On the ground, Regnier has found ways to cut waiting times and stay informed. Regnier encourages airline passengers to consider Über as an alternative to waiting for a taxi, “A lot of times, the taxi line is really long at the airport and I often find that Über is not that much more expensive and I avoid much of the wait.” She is also a big fan of Waze for crowd-sourced real-time information on traffic and the best available routes. “It’s a big step up from Google maps and you don’t have to rely on the radio for traffic reports, especially in congested New York City!.”
Regnier uses Flipboard to gather travel tips on places both near and far from home. “It’s like a personal magazine. It curates information for the user including feeds from facebook, twitter and other sources. I find it nice for getting tips from travel blogs I might not ordinarily run across.” She also uses OpenTable to easily make meal reservations and Seamless to order in, perfect for scheduling a business meal or coordinating food to arrive while working late.
Using Mobile Apps to Manage the Information Flow and Entertainment
Gaming and messaging/social networking still make up the lion’s share of mobile computing use according to the study by Flurry Analytics. Mobile users spend only 11% of their time on news and entertainment (including youtube), and this is an area where Regnier sees a lot of opportunity for new and better apps. “I get a lot of my info from NPR (National Public Radio), newspapers and a range of sites. Flipboard is good for written content, but it can get cumbersome if I have to put in subscriber information for a lot of paid sites.”
Looking out, she expects to see apps aimed at consolidating our information and entertainment – perhaps a next generation version of Netflix or Amazon Streaming – an app that works well with video and audio, consolidates one’s entertainment content into an easy to use app and that curates or suggests new content from a range of sources. Allowing even our downtime to become more streamlined.

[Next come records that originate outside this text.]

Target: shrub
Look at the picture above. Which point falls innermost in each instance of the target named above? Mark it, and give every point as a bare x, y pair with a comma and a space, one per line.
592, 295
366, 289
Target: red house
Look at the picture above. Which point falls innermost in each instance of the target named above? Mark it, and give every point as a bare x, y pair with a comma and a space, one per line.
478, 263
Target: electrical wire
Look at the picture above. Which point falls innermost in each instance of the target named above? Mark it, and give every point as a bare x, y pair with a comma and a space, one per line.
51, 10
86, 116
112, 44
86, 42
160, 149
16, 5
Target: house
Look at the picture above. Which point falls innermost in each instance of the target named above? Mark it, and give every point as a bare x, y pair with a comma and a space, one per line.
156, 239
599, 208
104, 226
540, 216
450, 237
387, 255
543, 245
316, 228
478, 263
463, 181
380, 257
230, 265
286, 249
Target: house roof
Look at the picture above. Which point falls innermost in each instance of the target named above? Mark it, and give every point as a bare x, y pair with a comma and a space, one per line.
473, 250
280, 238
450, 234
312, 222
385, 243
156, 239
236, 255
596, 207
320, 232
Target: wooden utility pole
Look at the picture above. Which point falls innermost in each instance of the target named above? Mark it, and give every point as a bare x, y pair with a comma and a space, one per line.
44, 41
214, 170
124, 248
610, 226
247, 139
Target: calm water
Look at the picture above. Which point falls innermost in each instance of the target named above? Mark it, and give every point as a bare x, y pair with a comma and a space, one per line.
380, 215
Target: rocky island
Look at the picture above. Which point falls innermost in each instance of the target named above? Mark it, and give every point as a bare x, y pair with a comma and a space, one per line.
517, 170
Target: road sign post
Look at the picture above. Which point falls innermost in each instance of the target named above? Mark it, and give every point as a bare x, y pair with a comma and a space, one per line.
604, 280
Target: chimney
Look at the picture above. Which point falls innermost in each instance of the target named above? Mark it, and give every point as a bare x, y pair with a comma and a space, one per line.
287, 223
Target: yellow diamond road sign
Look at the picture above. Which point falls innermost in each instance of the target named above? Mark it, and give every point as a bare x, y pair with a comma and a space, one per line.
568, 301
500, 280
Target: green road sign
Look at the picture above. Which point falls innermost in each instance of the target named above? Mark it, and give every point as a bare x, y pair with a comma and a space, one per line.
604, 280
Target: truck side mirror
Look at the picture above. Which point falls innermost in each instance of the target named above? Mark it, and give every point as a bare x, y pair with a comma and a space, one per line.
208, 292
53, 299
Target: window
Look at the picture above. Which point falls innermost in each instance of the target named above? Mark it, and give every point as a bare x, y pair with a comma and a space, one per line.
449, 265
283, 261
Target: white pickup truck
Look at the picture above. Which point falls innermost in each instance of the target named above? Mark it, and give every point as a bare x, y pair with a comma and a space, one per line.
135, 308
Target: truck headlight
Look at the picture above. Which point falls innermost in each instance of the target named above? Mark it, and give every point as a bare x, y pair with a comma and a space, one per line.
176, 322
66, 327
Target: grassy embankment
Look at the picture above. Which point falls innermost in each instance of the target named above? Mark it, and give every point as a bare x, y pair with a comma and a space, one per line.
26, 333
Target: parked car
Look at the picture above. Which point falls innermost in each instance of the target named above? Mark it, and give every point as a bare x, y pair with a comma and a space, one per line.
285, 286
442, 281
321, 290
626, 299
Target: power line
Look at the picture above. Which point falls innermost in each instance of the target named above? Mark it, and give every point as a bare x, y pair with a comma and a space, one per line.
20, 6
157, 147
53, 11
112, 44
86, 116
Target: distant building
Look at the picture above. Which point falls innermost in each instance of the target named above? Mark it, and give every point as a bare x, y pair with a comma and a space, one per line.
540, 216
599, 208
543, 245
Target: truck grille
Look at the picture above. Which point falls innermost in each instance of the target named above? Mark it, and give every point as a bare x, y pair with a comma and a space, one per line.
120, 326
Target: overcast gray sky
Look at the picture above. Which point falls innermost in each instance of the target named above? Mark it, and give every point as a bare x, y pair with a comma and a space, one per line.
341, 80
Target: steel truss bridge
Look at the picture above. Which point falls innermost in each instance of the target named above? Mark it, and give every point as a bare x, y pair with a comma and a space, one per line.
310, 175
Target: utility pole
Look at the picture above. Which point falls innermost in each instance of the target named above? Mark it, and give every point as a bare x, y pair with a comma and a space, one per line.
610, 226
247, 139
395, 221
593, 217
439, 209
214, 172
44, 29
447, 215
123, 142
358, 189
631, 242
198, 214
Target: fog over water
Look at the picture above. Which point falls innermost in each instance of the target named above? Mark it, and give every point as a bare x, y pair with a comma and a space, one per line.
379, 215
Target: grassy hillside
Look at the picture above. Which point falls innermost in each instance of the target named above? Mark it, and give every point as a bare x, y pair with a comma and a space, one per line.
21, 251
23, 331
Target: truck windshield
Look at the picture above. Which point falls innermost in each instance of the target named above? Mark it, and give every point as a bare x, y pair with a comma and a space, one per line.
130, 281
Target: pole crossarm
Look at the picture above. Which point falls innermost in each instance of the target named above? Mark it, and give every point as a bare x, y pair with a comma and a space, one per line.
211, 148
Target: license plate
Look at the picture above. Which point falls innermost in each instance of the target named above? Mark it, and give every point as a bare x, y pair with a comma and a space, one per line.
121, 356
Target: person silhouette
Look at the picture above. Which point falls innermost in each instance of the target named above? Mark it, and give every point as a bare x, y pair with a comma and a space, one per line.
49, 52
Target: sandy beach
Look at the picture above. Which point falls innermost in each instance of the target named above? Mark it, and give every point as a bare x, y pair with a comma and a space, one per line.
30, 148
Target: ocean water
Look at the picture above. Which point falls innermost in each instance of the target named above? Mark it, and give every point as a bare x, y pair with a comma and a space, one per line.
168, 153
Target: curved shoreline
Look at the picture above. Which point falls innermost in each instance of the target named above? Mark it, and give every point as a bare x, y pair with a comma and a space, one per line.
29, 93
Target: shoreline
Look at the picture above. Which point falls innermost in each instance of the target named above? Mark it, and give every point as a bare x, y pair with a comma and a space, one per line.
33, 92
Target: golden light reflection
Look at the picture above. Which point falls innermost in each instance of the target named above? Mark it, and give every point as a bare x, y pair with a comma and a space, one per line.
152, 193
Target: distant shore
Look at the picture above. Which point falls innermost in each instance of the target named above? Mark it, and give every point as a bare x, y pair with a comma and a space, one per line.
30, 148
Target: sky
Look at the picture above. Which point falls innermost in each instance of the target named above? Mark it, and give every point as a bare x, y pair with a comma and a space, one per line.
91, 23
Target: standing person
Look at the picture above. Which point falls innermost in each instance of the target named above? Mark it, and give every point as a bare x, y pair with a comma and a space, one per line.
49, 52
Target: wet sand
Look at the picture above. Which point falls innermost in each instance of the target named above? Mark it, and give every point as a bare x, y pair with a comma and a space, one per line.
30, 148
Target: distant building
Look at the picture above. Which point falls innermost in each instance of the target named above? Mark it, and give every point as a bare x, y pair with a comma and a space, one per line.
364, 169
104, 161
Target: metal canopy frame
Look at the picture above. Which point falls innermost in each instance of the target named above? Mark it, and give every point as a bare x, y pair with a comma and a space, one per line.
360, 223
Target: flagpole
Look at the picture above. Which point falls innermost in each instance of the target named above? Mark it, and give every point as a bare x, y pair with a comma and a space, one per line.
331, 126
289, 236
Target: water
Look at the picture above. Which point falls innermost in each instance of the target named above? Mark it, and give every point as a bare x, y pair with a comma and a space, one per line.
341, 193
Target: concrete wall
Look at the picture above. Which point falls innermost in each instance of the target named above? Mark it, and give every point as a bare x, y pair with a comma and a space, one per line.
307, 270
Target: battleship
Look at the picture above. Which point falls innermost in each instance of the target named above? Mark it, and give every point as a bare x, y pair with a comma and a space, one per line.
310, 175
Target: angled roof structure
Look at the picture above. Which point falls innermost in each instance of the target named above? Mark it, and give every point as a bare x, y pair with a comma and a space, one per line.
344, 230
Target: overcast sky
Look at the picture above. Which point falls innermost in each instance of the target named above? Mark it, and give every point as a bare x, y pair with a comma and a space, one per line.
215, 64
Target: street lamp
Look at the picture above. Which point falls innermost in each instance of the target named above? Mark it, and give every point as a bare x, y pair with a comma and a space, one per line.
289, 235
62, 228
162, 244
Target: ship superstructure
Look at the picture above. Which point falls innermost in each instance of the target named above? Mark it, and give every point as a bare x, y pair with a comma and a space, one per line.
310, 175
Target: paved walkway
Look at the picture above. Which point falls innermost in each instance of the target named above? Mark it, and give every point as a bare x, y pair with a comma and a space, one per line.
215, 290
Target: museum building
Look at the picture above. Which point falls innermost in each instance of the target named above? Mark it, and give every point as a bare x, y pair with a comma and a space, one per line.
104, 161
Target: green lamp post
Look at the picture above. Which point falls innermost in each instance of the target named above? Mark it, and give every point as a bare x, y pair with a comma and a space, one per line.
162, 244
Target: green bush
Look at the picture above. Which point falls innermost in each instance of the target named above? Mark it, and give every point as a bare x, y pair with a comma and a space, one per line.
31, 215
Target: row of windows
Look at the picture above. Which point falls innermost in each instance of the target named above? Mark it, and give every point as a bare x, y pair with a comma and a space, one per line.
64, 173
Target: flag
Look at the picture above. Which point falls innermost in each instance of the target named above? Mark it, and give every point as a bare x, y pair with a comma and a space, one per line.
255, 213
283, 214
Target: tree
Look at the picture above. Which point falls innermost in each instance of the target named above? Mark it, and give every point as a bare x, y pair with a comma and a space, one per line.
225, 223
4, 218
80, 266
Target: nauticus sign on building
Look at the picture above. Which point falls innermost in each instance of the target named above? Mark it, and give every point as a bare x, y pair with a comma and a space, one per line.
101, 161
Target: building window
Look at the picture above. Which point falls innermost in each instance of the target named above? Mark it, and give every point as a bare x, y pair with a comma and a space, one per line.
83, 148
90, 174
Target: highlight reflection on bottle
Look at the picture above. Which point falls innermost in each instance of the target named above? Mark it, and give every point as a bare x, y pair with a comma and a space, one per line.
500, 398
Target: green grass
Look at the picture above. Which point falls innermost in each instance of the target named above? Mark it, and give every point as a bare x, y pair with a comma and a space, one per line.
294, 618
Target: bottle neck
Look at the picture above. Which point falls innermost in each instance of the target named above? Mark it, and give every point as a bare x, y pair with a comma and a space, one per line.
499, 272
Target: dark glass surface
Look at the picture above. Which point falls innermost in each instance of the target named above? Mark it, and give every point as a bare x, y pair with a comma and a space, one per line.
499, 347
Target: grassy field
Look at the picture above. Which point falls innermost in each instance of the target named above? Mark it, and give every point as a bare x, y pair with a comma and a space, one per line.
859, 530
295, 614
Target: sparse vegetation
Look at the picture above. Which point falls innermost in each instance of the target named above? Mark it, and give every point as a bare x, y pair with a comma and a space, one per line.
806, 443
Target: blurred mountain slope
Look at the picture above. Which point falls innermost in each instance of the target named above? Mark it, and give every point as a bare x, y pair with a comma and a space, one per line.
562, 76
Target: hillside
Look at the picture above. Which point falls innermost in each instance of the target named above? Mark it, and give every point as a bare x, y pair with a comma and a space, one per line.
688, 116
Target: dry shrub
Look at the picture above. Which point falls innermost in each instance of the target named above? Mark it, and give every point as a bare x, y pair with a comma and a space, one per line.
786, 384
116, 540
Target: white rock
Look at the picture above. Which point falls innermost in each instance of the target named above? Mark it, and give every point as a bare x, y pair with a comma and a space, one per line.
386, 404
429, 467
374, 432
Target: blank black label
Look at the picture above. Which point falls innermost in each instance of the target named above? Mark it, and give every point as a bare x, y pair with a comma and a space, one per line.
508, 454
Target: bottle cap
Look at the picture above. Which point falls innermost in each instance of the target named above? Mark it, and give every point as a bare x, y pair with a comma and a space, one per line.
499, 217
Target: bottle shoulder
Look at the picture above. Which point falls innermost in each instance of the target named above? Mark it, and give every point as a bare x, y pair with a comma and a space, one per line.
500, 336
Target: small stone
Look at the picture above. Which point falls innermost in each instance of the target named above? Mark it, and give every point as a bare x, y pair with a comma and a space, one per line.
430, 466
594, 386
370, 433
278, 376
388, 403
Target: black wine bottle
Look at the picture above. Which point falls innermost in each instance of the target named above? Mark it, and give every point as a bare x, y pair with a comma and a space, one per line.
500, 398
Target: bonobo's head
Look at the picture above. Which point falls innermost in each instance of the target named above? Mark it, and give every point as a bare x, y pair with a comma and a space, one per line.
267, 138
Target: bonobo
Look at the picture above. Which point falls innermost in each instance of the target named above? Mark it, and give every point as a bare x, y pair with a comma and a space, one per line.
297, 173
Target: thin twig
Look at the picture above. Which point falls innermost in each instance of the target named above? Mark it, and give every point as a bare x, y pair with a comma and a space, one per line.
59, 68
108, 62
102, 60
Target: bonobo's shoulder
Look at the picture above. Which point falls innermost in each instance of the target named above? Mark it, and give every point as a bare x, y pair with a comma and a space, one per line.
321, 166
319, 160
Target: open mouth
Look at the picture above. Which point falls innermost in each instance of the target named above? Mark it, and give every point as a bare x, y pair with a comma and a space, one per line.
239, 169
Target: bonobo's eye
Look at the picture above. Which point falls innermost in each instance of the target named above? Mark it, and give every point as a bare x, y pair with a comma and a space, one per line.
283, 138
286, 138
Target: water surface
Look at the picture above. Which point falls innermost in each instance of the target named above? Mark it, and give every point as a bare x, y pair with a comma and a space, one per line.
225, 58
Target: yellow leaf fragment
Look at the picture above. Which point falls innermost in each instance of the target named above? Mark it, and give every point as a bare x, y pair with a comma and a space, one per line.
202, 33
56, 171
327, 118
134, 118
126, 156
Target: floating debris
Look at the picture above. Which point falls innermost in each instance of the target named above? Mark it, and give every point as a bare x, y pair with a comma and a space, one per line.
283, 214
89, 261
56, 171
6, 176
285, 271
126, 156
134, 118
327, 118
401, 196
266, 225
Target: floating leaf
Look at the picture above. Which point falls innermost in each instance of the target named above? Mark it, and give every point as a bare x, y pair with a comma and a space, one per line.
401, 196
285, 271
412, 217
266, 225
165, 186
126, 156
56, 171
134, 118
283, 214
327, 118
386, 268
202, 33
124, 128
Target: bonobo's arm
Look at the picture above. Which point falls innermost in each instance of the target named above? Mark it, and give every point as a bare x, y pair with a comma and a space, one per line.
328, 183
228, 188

What about Apps for Daily Chores?
Notably absent from our discussion were the plethora of apps designed to help with daily chores such as Shyp, TaskRabbit and Blue Apron. In a city like New York, particularly if you are fortunate to live in a building with a full-time staff, convenience services such as delivery of nearly anything anytime and many repairs are almost a given.
Regnier, who calls New York home when she’s not traveling, notes, “Indeed there is an increase of “chore” and “to-dos” apps that are meant to create a solution for the never-ending quest of saving time and reallocating it for something more rewarding or useful to us. My perspective is that as much as they seem ‘convenient,’ I don’t really see myself becoming a heavy user of these apps. They tend to try to carve out a market within a range of services that already exist… and are of higher reliability and quality. When you can ask your dry cleaner to deliver your dry cleaning, have the post office deliver an empty box to your house, online order your dinner from a nearby restaurant, etc. where is the real need for chore apps?”
Regnier sees chore apps as part of the, “There must be an app for that!” trend noting that “creating the solution doesn’t always mean that demand will follow. Also, they tend to focus on large metro areas as compared to the majority of the country, so scaling may become an issue fairly quickly.”
But when asked what sort of app is on the top of her wish list, Regnier responded with an app that is on many busy professionals’ wish list, “An app that knows what’s in my fridge and can tell me what I need at the store!”